Towards the end of their tour of the US, the band were heard by Jethro Tull who wanted them to open for them on their “Comeback” tour of the US where they were promoting their “Warchild” album. Relationships were forged on this tour between Carmen and the Tull’s bassist, the late John Glascock, no doubt due in no small part to the hedonistic lifestyle on tour!

A close and lasting friendship also developed between Paul and the Tull drummer, Barrie Barlow, to the extent that Paul, a talented wood craftsman, built a recording studio in Barrie’s home by the Thames in London!

Due to this exposure, many other musicians such as Queen, Bryan Ferry amongst others, knew of Carmen.

Visconti had previously introduced Paul to Marc Bolan in 1973, which had allowed Paul to work with Carmen and Bolan when time between bands allowed. A close friendship developed between Bolan and Paul, due to their shared music interests and Bolan’s interest in Carmen’s music.

Paul, who features in Visconti’s book “Bowie, Bolan and The Brooklyn Boy” fondly recalls some of his memories of the times he spent in Bolan’s company. Bolan valued people who had become trusted friends and included Paul in that category, to the extent that Paul had stayed over at Bolan’s house one night as he was unable to get back to his own place and be back in time for his appearance on Bowie’s Midnight Special the following day. As Paul had been unable to go home and get a change of clothes, Bolan had opened the doors to his wardrobe to him and asked him to pick one of his shirts to wear on the TV show. Paul had seen a red top which had a cape attached to it which he really liked the look of, Bolan being the generous person he was, told Paul to take the top despite it being his favourite. Paul’s clothes on the TV show, including the trousers all belonged to Bolan.

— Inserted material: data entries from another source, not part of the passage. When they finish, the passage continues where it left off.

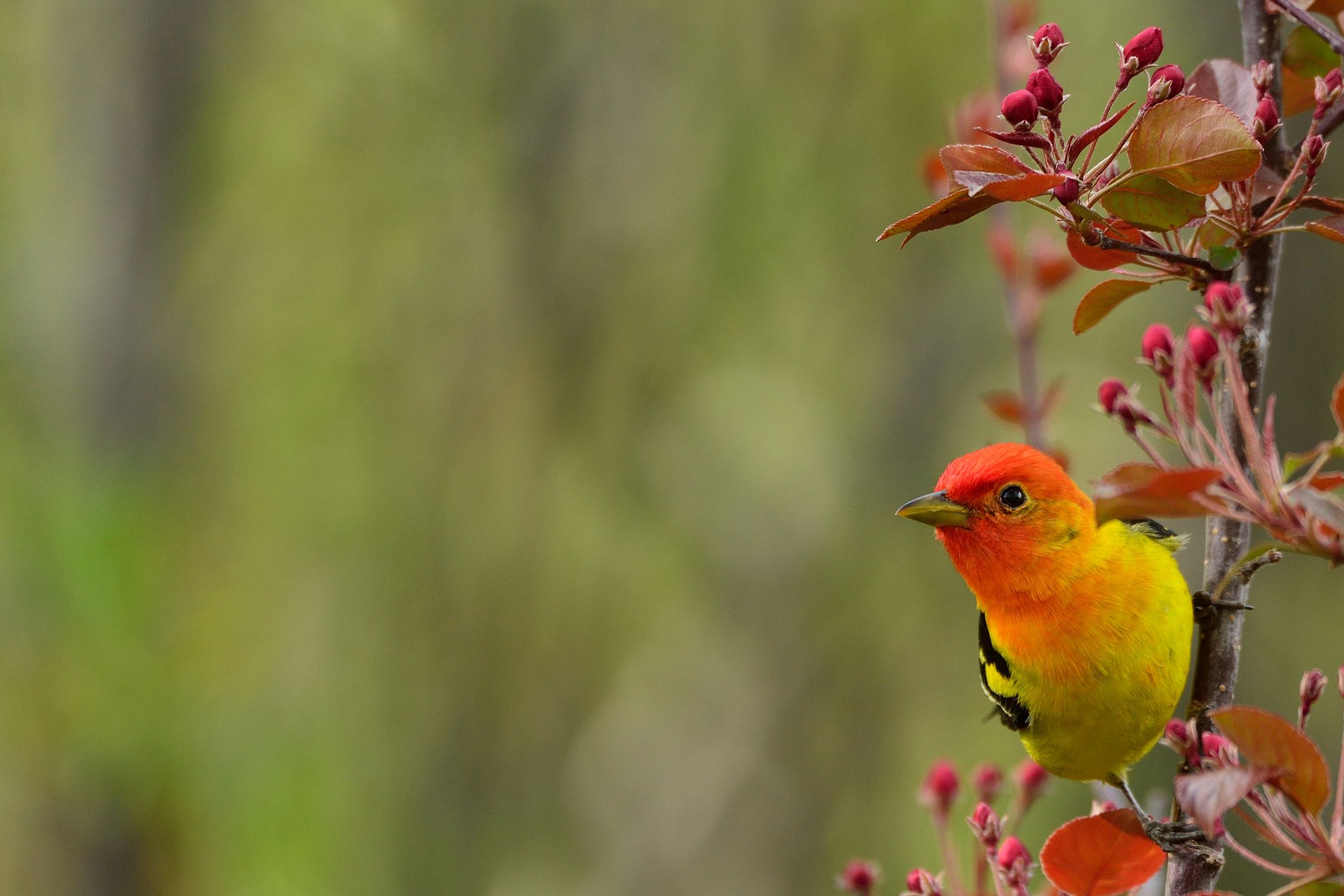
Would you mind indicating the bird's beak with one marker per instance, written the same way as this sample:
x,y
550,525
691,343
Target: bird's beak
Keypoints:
x,y
936,509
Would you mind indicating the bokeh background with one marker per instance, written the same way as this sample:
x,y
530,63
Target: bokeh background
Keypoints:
x,y
452,448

Visconti’s book also recalls Paul McCartney visiting his house in Melrose Terrace when Paul was staying there. McCartney had been impressed with the strings arrangement for T.Rex and wanted Visconti to listen to some of his tracks that would need arrangements, the album once produced became his best post Beatles release “Band on the Run”. Whilst there McCartney listened to the Carmen album, which he was impressed with. Paul and McCartney soon found themselves together at the Air Studios recording, Paul with Carmen and McCartney with his band. Due to McCartney being short of both a drummer and guitarist, he asked Paul if he was interested in filling drummer Denny Siewell’s post. Unfortunately, due to Paul’s loyalty to Carmen he was unable to drum on the “Band on the Run” album. Who knows what could of happened if things were different?

Paul continued working with both Carmen and T.Rex, until the members of Carmen decided to go their own ways after the release of their third album “The Gypsies” Around this time Paul had an accident with a horse which resulted in him suffering from a seriously damaged leg.

Paul then devoted all his time to recording and touring with T.Rex, both live and for TV performances in the UK and the USA from 1973. The band’s line up was bassist Steve Currie, Bolan’s long-term musical partner Mickey Finn and Gloria Jones. Paul featured on each of Marc Bolan’s and T.Rex’s albums and singles starting from “Zinc Alloy and the Hidden Riders of Tomorrow” in 1974 until Bolan’s tragic death.

Following on from Bolan’s untimely death, Paul was shattered and still suffering the after effects of both Bolan’s death and the accident with the horse, he was completely exhausted and spent most of 1976 and 1977 at Long View in the USA which was owned by Professor Gill Markle. The time spent at Long View gave Paul a personal and remarkable insight into the potential of psychology and philosophy from someone who knew what they were talking about.

Currently, 2011, Paul is still touring Europe and promoting the music of Marc Bolan through Mickey Finn’s T.Rex.